In order to provide best performance reading/processing of gzip file, idea of GZinga originated. Though we have looked at options for log files, the technique can apply to other usecases like textual documents, web crawls, weather data, etc.
- Maven
The following steps need to be followed in order to build the jar file :
- Clone the project on GitHub
- Do a maven build at the top level of the project using
mvn clean install
- If usecase is to generate index based gzip file and perform random search, then jar file will be available under
core/target/gzinga-core*.jar
- If it needs to be used with Hadoop MR job to split file, then jar file will be available under
hadoop/target/gzinga-hadoop*.jar
- In order to run test cases use
mvn clean test
Class GZipOutputStreamRandomAccess which extends DeflaterOutputStream provides required methods to implement index data within file.
class GZipOutputStreamRandomAccess extends DeflaterOutputStream {
private Map<Long, Long> offsetMap = new LinkedHashMap<Long, Long>(); //will maintain index where value provides byte offset for given key
/** This method adds current byte offset (in gzip file) for given key.*/
public void addOffset(Long key) {
}
/**Writes header with extra comment which contains entries from offsetMap.*/
private void writeHeaderWithComment() {
}
}
GZipInputStreamRandomAccess which extends GZIPInputStream provides required methods to jump to specific locations in gzip file.
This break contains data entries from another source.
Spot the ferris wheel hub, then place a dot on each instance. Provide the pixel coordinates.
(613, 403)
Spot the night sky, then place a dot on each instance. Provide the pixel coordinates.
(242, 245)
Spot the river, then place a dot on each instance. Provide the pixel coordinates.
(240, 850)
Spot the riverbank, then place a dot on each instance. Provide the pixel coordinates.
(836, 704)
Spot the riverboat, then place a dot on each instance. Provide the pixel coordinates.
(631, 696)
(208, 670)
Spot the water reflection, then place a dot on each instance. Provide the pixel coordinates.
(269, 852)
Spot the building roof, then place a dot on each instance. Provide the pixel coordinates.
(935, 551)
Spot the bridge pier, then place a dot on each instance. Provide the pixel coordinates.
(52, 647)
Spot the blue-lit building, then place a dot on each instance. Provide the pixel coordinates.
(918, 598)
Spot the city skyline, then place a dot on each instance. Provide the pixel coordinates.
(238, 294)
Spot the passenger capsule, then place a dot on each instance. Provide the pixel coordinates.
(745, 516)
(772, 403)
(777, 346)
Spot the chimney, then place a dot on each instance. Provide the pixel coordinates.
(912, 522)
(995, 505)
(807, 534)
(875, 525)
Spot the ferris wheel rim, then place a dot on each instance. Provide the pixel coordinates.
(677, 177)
class GZipInputStreamRandomAccess extends GZIPInputStream {
/** Return metadata information for given file.*/
public Map<Long, Long> getMetadata();
/** This method jump to location for specifies key. If specified key does not exist, then it will jump to beginning of file.*/
public void jumpToIndex(Long index) throws IOException;
}
If one needs to read from Hadoop, then he needs to use SeekableGZipDataInputStream class as shown below:
FSDataInputStream fin = fs.open(new Path("testfile"));
long len = fs.getFileStatus(new Path("testfile")).getLen();
SeekableGZipDataInputStream sin = new SeekableGZipDataInputStream(fin, len);
GZipInputStreamRandomAccess gzin = new GZipInputStreamRandomAccess(sin);
SplittableGZipCodec class implements SplittableCodec provided by Hadoop. If file is generated with multiple headers, then it will be able to split accordingly. If there is single gzip header, then it will run with single split only.
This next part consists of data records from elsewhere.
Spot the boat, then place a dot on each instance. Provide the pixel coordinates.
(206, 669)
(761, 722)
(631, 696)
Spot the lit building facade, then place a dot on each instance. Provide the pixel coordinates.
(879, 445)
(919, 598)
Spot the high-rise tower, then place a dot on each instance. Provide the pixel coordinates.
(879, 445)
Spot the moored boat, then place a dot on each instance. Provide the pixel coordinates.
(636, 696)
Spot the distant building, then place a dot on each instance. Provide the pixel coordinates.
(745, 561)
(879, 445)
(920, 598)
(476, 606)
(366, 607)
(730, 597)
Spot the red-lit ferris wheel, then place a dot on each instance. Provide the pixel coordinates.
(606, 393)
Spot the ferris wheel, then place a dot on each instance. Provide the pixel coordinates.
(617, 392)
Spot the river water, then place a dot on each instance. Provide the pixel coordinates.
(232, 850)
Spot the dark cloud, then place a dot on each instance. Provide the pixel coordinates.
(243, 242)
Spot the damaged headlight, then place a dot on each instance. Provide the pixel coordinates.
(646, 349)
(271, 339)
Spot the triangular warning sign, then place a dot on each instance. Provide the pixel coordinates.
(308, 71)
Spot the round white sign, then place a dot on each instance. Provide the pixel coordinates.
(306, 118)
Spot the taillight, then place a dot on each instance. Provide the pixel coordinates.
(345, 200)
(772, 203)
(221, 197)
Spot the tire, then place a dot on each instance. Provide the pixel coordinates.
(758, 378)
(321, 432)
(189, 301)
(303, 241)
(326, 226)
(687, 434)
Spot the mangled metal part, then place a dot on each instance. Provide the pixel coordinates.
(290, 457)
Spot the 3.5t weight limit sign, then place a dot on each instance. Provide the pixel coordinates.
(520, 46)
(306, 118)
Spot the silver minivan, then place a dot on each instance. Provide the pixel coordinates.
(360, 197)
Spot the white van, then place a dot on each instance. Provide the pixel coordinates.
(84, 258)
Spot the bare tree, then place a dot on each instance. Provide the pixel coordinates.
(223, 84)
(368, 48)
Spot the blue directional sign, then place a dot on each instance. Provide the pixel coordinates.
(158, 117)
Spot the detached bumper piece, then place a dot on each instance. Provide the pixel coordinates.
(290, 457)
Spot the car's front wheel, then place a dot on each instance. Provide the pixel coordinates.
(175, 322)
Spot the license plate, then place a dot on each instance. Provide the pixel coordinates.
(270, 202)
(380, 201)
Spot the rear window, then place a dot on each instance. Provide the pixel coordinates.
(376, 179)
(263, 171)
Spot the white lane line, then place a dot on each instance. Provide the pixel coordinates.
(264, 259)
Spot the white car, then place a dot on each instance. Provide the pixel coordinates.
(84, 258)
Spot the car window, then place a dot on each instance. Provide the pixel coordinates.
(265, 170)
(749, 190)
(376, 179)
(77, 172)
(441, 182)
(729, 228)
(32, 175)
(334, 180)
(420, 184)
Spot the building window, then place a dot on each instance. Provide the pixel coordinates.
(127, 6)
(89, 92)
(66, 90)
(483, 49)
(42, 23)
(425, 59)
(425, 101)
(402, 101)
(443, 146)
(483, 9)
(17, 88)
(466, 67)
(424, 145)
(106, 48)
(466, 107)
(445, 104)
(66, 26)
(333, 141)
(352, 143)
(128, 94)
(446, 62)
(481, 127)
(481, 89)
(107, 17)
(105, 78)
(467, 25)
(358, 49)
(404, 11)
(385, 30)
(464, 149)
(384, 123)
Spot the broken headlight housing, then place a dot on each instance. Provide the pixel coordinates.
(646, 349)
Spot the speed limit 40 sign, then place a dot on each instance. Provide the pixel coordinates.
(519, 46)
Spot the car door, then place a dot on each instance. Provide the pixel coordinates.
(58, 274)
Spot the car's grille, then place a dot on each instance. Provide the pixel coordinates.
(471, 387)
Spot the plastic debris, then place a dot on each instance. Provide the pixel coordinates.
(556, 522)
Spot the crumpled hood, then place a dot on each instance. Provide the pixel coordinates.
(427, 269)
In order to use split feature for gzip file, one needs to set “io.compression.codec” to "io.gzinga.hadoop.SplittableGZipCodec,org.apache.hadoop.io.compress.DefaultCodec,org.apache.hadoop.io.compress.BZip2Codec,org.apache.hadoop.io.compress.SnappyCodec" for JobConf object. Also one can set split size by setting property "mapreduce.input.fileinputformat.split.maxsize” to required value.